Bruno Vidal lembrou que o facto de as marchas não terem saído dois anos seguidos para a rua “tirou o pão da boca” a muitos dos seus marchantes, que há 25 anos “ininterruptamente” defendiam as cores do bairro.
“Quem não conhece Lisboa não sabe que é vivido com muita intensidade. Até me arrepio só de falar. E essa é a responsabilidade acrescida que eu tenho. São pessoas que deixam famílias, filhos, os maridos, alguns metem férias de propósito para fazerem isto”, salientou, grantindo estar a dar o seu melhor para conseguir que os marchantes deem tambem o seu melhor e consigasm revalidar o título de campeões.
Em relação às coreografias, tema e figurinos, nada foi aproveitado do que estava planeado para sair à rua em 2020, tendo havido uma reestruturação.
Bruno Vidal lembra que “não se pode passar por cima de dois anos e do que aconteceu no mundo” e que o papel das marchas também deve ser “contar em história” isso mesmo.
Dos primeiros ensaios em que todos frisavam como “era bom estar de volta”, agora a responsabilidade “começa a apertar um bocadinho”, contou o ensaiador, que vê muitas vezes o semblante dos marchantes nestes quase três meses de ensaios a ficar “mais pesado”.
Esse semblante, contudo, deve ser “transformado em garra” para ficarem com “mais vontade de brilhar e fazer o nome do Alto do Pina chegar mais alto”.
Marco Campos é um dos marchantes mais antigos, com 33 anos de experiência. É também o presidente do Ginásio do Alto do Pina, responsável pela marcha.

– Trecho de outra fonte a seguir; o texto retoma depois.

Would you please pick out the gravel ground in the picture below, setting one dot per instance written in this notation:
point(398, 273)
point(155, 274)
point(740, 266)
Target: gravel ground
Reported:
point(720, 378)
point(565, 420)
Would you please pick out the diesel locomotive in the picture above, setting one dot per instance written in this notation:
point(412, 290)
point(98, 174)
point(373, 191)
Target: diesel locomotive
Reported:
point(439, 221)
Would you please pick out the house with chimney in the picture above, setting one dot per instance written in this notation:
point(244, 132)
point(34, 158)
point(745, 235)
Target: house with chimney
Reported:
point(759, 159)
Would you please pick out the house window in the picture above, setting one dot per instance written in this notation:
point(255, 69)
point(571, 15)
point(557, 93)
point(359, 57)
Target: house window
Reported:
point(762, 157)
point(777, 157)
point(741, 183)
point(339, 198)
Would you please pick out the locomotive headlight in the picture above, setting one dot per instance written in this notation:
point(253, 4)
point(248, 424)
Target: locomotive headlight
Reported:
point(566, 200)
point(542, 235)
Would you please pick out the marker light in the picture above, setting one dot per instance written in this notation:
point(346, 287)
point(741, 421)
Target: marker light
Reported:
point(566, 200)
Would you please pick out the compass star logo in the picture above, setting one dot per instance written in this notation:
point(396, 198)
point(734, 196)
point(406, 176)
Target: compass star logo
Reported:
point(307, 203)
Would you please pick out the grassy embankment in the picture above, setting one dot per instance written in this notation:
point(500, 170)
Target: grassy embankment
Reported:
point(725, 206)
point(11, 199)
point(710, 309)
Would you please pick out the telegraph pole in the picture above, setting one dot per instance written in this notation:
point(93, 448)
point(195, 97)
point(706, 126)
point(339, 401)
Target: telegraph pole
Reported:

Disse à Lusa que a sua vida é em torno do bairro, das marchas e do clube, reconhecendo que sofreu mais nestes dois anos, “sem sair para desfilar, do que propriamente com a própria doença, quando apanhou covid-19”.
“Isto é a nossa segunda casa, senão mesmo a primeira para mim, que estou cá todos os dias. Já não passo sem o clube, sem a marcha. Não haver marcha, chegar àquela data e não haver aquela euforia que durante o ano andamos à procura foi um sofrimento muito grande”, desabafou Marco Campos.
A provar que a vida do bairro, do clube, se confunde com a família está o facto de uma das suas filhas, Nicole, de 14 anos, estar este ano a estrear-se na marcha dos mais velhos, depois de anos na marcha infantil dos “Alto Pininhas”.
Nem o facto de ter de se levantar cedo para ir para a escola depois de ensaiar todas as noites até bem tarde demovem a mais jovem marchante, confessando que o faz por gosto e como tal, não se importa.
Apesar de a pandemia não ter terminado e de o perigo de contágios fazer baixas no grupo, Bruno Vidal mostrou-se confiante com o facto de as regras da Empresa de Gestão de Equipamentos e Animação Cultural (EGEAC), organizadora das marchas, não terem mudado: continuam a ser 48 marchantes, 24 mulheres, 24 homens e um par suplente.
“Acho que faz falta o amor, faz falta isto para a nossa sanidade mental. Temos de nos juntar e voltar a abraçar-nos. A pandemia conseguimos passar, mas [ficar sem] os afetos não conseguimos, fica marcado para a vida toda. [As marchas] fazem falta, a Portugal, à cidade de Lisboa e ao meu bairro”, disse Bruno Vidal.
As Festas de Lisboa tiveram início sábado com um concerto de Tito Paris, depois de dois anos de paragem forçada devido à pandemia de covid-19, com as marchas a descer a Avenida da Liberdade na noite do padroeiro da cidade, de 12 para 13 de junho.